When I was a little girl growing up in Malaysia, I remember being scolded for playing in the sun. I couldn’t help it, I loved the waters and roller skating. I loved handball. I loved running around the playground for no reason at all. But whenever my skin turned darker from being outside, everyone would comment on it. If I ever had a fall, everyone would worry about whether it’d leave a scar. I understood those intonations then- that darker, marked skin was somehow frowned upon, and that fairer, smoother skin was favored, maybe even loved.
As a very shy little girl, I absorbed those messages quickly and my introverted soul pulled me indoors. I loved on my books, my dolls and my computer games. I stopped cycling after a big fall and hated cycling ever since. I hid away my skates and I don’t remember ever climbing a tree. I never went outside ‘just to play’ and heaven forbid that I ever got a ‘tan’ – I didn’t even understand that word.

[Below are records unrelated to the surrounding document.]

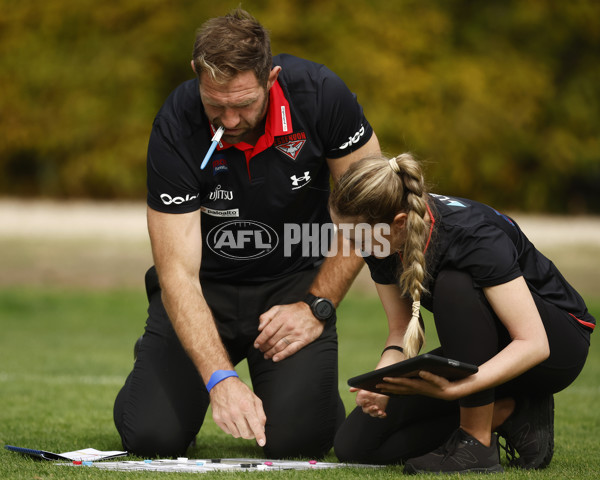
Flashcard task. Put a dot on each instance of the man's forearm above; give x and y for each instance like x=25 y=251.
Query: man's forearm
x=337 y=272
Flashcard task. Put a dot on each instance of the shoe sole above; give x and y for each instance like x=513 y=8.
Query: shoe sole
x=546 y=417
x=549 y=453
x=410 y=470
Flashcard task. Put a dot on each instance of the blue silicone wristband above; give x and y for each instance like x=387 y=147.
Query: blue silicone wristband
x=219 y=376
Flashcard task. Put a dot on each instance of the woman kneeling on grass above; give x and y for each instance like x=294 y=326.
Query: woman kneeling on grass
x=497 y=303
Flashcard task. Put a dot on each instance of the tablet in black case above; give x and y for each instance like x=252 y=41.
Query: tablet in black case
x=444 y=367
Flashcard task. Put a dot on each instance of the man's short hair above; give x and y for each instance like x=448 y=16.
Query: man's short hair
x=234 y=43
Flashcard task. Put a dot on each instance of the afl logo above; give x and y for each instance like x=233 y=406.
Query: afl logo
x=242 y=240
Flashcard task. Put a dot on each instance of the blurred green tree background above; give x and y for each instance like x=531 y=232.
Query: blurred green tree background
x=499 y=98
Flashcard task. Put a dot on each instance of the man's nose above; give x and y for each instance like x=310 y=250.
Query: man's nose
x=230 y=118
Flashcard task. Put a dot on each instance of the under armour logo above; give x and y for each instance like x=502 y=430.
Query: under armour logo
x=299 y=182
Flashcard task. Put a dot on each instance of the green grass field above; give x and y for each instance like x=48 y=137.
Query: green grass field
x=65 y=353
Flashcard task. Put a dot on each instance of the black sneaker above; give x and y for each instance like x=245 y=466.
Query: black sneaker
x=136 y=347
x=529 y=432
x=461 y=453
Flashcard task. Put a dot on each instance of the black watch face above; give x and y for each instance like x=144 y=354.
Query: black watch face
x=323 y=309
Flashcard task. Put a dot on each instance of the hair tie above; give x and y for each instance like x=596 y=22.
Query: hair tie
x=394 y=164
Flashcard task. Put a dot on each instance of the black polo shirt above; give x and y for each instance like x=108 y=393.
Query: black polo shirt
x=489 y=246
x=252 y=196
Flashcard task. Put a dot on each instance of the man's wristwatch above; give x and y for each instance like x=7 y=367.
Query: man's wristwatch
x=322 y=308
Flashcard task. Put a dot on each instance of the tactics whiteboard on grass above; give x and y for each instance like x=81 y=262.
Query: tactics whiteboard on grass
x=213 y=465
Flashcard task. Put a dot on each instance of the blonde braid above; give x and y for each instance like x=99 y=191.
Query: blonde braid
x=376 y=189
x=413 y=258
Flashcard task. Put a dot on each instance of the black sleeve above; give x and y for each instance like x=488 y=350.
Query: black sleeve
x=489 y=255
x=172 y=176
x=342 y=124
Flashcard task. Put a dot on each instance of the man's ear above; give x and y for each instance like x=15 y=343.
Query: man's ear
x=273 y=77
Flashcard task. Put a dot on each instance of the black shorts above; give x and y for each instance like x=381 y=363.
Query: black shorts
x=162 y=405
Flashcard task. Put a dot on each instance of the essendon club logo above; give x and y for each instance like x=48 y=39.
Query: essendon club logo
x=291 y=145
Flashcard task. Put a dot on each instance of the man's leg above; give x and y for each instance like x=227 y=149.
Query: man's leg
x=300 y=394
x=162 y=405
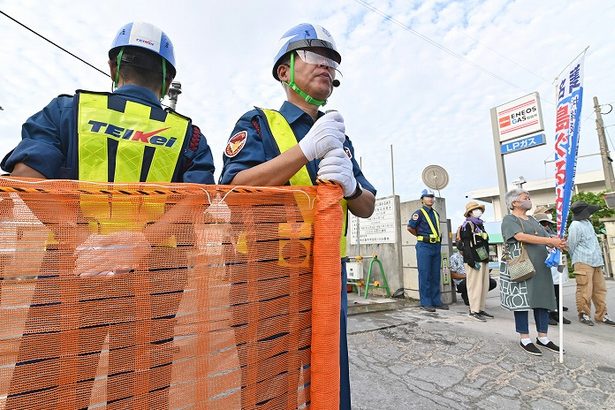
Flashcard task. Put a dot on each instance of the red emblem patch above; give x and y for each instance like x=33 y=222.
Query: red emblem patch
x=235 y=144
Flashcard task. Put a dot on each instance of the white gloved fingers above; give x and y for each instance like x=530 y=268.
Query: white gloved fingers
x=336 y=152
x=326 y=134
x=332 y=118
x=347 y=181
x=333 y=161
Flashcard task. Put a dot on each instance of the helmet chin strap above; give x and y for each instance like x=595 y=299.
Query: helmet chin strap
x=293 y=86
x=116 y=80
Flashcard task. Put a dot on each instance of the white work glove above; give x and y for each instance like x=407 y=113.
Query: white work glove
x=326 y=134
x=336 y=166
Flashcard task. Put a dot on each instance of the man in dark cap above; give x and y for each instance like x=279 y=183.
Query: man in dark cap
x=588 y=263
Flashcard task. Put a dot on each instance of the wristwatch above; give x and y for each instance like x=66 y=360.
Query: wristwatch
x=357 y=193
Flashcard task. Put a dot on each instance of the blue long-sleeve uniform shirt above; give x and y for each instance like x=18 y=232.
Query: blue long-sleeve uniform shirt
x=49 y=141
x=260 y=146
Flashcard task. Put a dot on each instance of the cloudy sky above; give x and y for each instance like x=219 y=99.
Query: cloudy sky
x=418 y=75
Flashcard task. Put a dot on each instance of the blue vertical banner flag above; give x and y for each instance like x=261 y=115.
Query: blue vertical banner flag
x=567 y=125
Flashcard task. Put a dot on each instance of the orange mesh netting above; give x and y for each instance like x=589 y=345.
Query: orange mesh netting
x=168 y=296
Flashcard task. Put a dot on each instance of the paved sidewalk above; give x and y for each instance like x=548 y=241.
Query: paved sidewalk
x=410 y=359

But life has a way of teaching great lessons. I moved away from home to Australia in pursuit of higher education, which I had thought at the time was a degree in Psychology. As I adapted to a new culture, I started to see that life was much bigger than my reality.
Here in Australia, going to the beach for a tan was the topic of the season, outdoorsy girls were viewed as fun and if you ever broke a bone (and survived with a scar), you were revelled as a superhero.
First, I was amused, then confused, before I became very curious. I started going to the beach. I said yes to rock climbing. Sometimes I lied on a big open lawn just because. Before I knew it, I found myself spending less time in the shadows and more time in the sun, wondering what else was out there in the world. It started to occur to me that my higher education came from outside the lecture halls.
New dreams came to me slowly at first, then all at once. Initially, all I wanted to do was to lie in a park with a book in my hands. Then I wanted to hike. I wanted to dive. I wanted to learn new languages so that I can speak to people from different countries. I wanted to cycle around a city in those different countries even if it meant falling and getting scars.
And sometimes, I wanted to be outside – just to get a tan. Imagine that.
Gosh, how I wanted to see the world. Yes, I wanted to see the world! I wanted to see her round edges and sharp curves. I wanted to see how others lived and how tall mountains can be. I wanted to see all different kinds of animal and every shade of blue. I wanted to be stuck somewhere so rural that I’d wonder what I’d have for dinner but be able to stand there and say, “Wow, isn’t this amazing?”
So, here I am. 6 months living out of a backpack with my husband and changing homes every few days. I didn’t meet another Malaysian backpacker all through the way.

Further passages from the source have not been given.